Mixture Analysis: Quantification via NNLS¶

Level: Intermediate → Advanced
Runtime: <1 second
Key Concepts: Linear spectral unmixing, NNLS, quantification, mixture models

What You Will Learn¶

In this example, you'll learn how to: - Create pure component spectra and synthetic mixtures - Use Non-Negative Least Squares (NNLS) to estimate component fractions - Assess unmixing accuracy by comparing estimated vs. actual fractions - Understand limitations of linear mixture models - Apply this to real-world adulterant detection

After completing this example, you'll understand how to quantify ingredient blends, detect mineral oil adulterations, and validate mixture assumptions.

Prerequisites¶

Understanding of linear algebra (matrix equations, least squares)
Familiarity with optimization problems
numpy, scipy installed
Basic knowledge of mixture models (optional, we explain)

Optional background: Read Mixture Models

The Problem¶

Real-world scenario: You've measured spectra for two pure oils (olive and sunflower).
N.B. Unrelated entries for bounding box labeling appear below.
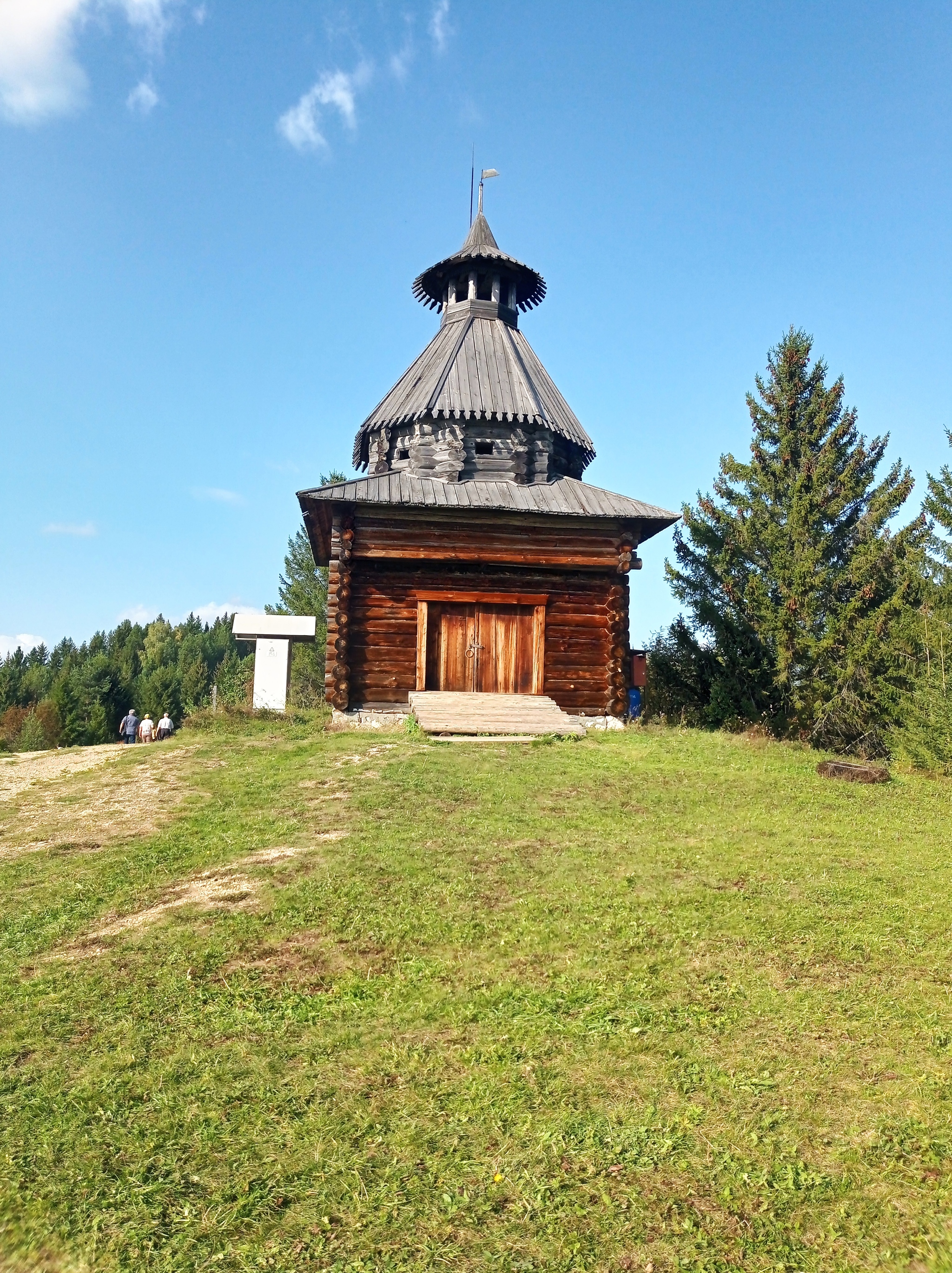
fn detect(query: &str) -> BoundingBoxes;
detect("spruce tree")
[923,429,952,583]
[893,429,952,774]
[666,328,926,754]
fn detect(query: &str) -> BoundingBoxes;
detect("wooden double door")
[416,597,545,694]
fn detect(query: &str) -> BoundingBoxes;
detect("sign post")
[231,615,317,712]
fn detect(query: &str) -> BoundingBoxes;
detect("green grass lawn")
[0,722,952,1273]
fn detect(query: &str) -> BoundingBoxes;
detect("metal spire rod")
[478,168,499,218]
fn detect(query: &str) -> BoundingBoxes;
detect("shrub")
[17,712,50,751]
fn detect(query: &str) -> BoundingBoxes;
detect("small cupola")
[414,181,546,327]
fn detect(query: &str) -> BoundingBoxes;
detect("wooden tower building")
[298,191,677,716]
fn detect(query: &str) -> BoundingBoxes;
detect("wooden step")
[410,690,585,738]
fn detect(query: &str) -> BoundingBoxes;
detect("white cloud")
[43,522,97,538]
[278,62,371,150]
[0,0,86,124]
[192,486,245,504]
[430,0,453,53]
[114,0,179,56]
[0,633,46,658]
[0,0,182,125]
[126,80,159,114]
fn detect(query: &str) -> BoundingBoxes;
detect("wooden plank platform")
[410,690,585,738]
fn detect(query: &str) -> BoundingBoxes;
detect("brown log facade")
[316,505,634,716]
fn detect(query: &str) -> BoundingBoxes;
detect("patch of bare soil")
[59,831,347,959]
[223,929,392,994]
[0,743,196,861]
[0,742,122,801]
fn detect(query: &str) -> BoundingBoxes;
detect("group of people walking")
[119,708,176,742]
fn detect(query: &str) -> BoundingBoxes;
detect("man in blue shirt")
[119,708,139,742]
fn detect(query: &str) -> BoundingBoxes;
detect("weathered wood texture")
[327,563,629,716]
[352,512,633,573]
[410,690,585,736]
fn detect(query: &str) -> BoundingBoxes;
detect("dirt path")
[0,742,125,801]
[0,743,195,862]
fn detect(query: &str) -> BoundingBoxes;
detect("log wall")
[326,509,630,716]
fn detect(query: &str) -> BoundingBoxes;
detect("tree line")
[0,471,344,751]
[648,328,952,771]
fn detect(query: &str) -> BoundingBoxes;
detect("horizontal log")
[355,540,615,569]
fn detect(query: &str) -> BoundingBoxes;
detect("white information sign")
[231,615,317,712]
[252,636,291,712]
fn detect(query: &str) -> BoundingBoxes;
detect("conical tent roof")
[414,212,546,309]
[354,313,595,467]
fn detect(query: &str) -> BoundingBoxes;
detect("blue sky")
[0,0,952,652]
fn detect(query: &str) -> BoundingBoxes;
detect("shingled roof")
[354,311,595,469]
[298,471,678,542]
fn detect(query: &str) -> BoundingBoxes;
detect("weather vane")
[469,155,499,225]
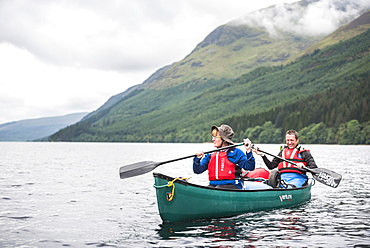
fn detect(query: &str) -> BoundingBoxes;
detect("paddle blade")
[310,168,342,188]
[119,161,160,179]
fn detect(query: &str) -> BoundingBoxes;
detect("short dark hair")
[286,130,299,140]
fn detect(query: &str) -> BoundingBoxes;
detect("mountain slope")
[0,113,87,141]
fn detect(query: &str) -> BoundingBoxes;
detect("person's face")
[285,134,298,149]
[212,133,222,148]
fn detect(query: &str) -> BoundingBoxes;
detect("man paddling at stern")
[254,130,317,188]
[193,124,256,189]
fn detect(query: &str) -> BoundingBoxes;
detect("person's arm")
[227,148,256,170]
[301,150,317,169]
[193,154,211,174]
[257,149,281,170]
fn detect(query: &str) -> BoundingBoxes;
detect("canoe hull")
[153,173,312,222]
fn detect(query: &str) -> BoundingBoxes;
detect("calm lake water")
[0,142,370,247]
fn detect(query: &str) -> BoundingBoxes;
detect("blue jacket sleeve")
[193,153,211,174]
[227,148,256,170]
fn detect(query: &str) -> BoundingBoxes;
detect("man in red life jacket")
[193,124,255,189]
[254,130,317,188]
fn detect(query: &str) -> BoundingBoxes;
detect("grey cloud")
[230,0,370,36]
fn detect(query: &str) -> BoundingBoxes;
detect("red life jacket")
[243,168,270,179]
[278,147,307,174]
[208,151,236,181]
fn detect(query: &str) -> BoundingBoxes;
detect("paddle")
[119,143,244,179]
[252,145,342,188]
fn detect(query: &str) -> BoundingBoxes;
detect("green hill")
[0,113,88,141]
[50,10,370,143]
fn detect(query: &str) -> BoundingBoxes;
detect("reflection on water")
[157,204,309,245]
A customer supplies an unknown "olive oil" that might be adulterated with sunflower oil. Can you: 1. Build a mixture model from pure components? 2. Unmix the unknown to estimate its composition? 3. Assess whether the claimed olive oil is authentic?

Assumption: Spectra combine linearly (i.e., mixture spectrum = fraction₁ × spectrum₁ + fraction₂ × spectrum₂)

Goal: Recover unknown fractions by unmixing.

Step 1: Create Pure Components & Mixtures¶

import numpy as np
from scipy.optimize import nnls

# Create synthetic pure component spectra
np.random.seed(42)
n_wavelengths = 1500

# Pure component 1 (Olive oil): single broad peak
wavelengths = np.linspace(800, 3000, n_wavelengths)
pure_1 = np.exp(-((wavelengths - 1600) / 200) ** 2) + 0.05 * np.random.randn(n_wavelengths)

# Pure component 2 (Sunflower oil): different peak
pure_2 = np.exp(-((wavelengths - 1500) / 150) ** 2) + 0.05 * np.random.randn(n_wavelengths)

# Mixture: 70% olive + 30% sunflower
true_fractions = np.array([0.70, 0.30])
mixture = true_fractions[0] * pure_1 + true_fractions[1] * pure_2

print(f"Pure 1 intensity range: {pure_1.min():.3f} to {pure_1.max():.3f}")
print(f"Pure 2 intensity range: {pure_2.min():.3f} to {pure_2.max():.3f}")
print(f"Mixture composition: {true_fractions[0]*100:.0f}% Pure1 + {true_fractions[1]*100:.0f}% Pure2")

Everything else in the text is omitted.